私だって、誰かにプレゼントするのは好きです。知人にお菓子を上げたり、両親に誕生日やクリスマスなどに映画のDVDとか漫画とかをしょっちゅう送っています。で、問題とされるのは結果なんですよ。こんないい方は好きではありませんが、私がこれまでやったことは余り人の人生を背負うという責任が伴わない気楽なものですが、前リンクにおけるあの観賞魚の人が絵師さんに対してやろうとしている事は、必要とされる責任や配慮というものが、余りにも欠けていると感じます。

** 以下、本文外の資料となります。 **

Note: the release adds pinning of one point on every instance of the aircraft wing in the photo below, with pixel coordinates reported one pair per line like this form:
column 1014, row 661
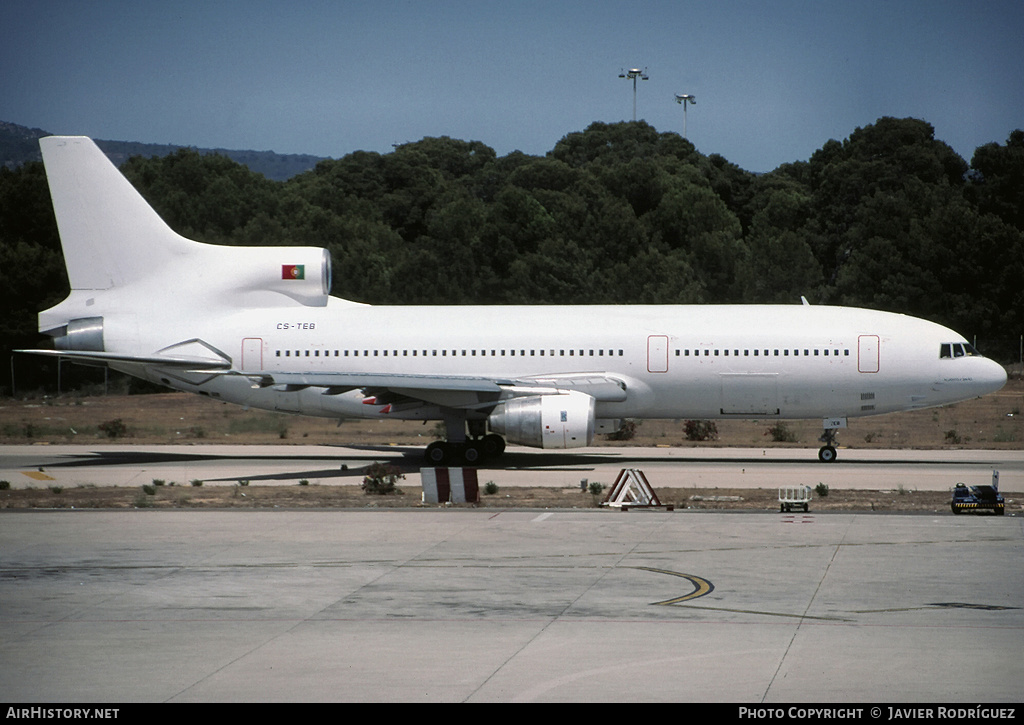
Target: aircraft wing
column 445, row 390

なんかnoteを見たんですが、好きな漫画家さんとタッグを組んでからコミックエッセイを作りたい・・・みたいな記事を見ました。どうも観賞魚の人は、応援する目的で絵師さんに依頼をして、有名にしたいという気持ちがすごく強く見えます。何か『七つの習慣:人格主義の回復』みたいにWin-Winを狙ってるかのような感じでしたし。でも・・・そういうのって、有名にしてハイ終わりじゃなくて、有名にした分その人の人生を負うような責任が生じると思うんですよ。プロの世界ならなおさら・・・それに、趣味で静かにやっていたいし、そんな時間もない(本業に忙殺されてる)絵師さんだっているかもしれません。だからこそ、最初に『かなしみとともに生きる』を引き合いに出して書いたように「有名にしたい」という自分の都合、つまり善意だけを押しつけていませんか・・・?みたいな感情が頭をちらりとよぎりました。それに、「有名になることや、それに伴う莫大な収入」が必ずしも作家にプラスになるとは限らない場合だってあるわけで・・・私の美大の若い先生も、そんな事をいってましたっけ・・・。

まぁ、善意でやっていることに冷水を浴びせることはあまり書きたくないし、観賞魚さんの心理も結構わかります。でも、善意だからこそ、「有名にしたい」という気持ちに、相手がどういうこたえを用意してるかも、きちんと耳を傾けておくべき・・・そう感じるのです。